Receiving livestock assets by households in conflict affected area can improve women’s mental health
Core message
An innovative livestock asset transfer program – Pigs for Peace (PFP) – in eastern Democratic Republic of Congo produced strong evidence of positive impact upon women’s mental health.
The program evaluated the effectiveness of a hybrid microcredit / livestock asset transfer program on economic, health and intimate partner violence outcomes using a randomized community trial. Half of the selected villages received the pigs 18 months after the initial group, and thus represented the control group.
Individual participants each received a female piglet and agreed to pass on two piglets from the first litter. Most of the household participants were women (84%), 25 years of age or older, married, had on average 3 children and had never attended school.

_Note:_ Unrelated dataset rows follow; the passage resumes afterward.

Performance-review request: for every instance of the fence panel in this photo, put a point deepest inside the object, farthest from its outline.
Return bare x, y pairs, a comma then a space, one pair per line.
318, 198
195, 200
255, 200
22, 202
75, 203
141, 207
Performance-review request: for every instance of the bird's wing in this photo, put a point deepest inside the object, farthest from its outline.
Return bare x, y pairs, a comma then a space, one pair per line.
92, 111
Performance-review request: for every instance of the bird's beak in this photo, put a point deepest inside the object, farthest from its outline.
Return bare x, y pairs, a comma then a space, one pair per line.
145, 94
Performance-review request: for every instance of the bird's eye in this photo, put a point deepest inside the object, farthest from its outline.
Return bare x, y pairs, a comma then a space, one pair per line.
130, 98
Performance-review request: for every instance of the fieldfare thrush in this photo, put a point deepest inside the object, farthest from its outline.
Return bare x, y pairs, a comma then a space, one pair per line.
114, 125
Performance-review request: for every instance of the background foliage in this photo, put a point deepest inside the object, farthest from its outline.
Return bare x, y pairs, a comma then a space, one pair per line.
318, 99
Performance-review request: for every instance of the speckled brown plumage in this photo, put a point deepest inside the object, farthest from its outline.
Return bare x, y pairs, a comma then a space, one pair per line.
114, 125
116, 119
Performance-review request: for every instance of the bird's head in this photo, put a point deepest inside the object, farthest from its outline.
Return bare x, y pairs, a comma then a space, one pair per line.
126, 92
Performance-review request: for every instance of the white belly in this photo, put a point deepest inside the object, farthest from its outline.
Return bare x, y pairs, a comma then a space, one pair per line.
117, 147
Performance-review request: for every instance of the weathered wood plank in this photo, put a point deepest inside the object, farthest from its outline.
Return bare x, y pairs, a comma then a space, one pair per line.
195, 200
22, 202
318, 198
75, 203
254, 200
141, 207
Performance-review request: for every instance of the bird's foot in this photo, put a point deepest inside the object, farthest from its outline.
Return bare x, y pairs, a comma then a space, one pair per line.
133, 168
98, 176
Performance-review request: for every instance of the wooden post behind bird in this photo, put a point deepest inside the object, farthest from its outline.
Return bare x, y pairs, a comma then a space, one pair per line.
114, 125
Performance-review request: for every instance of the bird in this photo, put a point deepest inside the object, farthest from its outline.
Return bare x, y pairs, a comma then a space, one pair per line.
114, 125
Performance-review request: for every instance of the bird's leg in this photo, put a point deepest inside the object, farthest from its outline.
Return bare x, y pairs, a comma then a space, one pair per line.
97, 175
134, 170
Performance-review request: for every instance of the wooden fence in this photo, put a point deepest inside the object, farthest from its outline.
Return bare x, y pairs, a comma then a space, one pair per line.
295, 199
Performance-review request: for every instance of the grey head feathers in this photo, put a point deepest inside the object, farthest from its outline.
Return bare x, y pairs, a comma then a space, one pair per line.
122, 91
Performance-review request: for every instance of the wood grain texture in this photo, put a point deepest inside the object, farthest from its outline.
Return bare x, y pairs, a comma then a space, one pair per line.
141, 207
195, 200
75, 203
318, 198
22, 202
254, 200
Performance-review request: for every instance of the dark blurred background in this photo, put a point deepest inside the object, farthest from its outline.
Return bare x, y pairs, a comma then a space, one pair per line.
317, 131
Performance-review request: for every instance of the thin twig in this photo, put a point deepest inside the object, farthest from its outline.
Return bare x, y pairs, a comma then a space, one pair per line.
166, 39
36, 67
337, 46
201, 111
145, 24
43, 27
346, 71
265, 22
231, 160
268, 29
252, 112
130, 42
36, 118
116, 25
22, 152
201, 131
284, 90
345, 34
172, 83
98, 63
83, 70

At the beginning of the program, and after 18 months, participants were surveyed on their subjective health, PTSD, anxiety and depression, economic stability and exposure to 18 different trauma events, such as deprivation, combat, forced isolation, sexual violence/humiliation) over the past 10 years.
The survey found that participants reported a mean of over four conflict-related traumatic events in the past ten years such as being close to death, imprisonment, or witnessing or experiencing sexual violence. However, keeping livestock assets were found to moderate the effects of these events. This effect was independent of other household wealth indicators.
As livestock/animal assets increase, the impact of conflict-related traumatic events on symptoms consistent with PTSD and depression are reduced.
Full citation
Glass, N. et al. 2014. Livestock/animal assets buffer the impact of conflict-related traumatic events on mental health symptoms for rural women. PLoS ONE 9(11): e111708.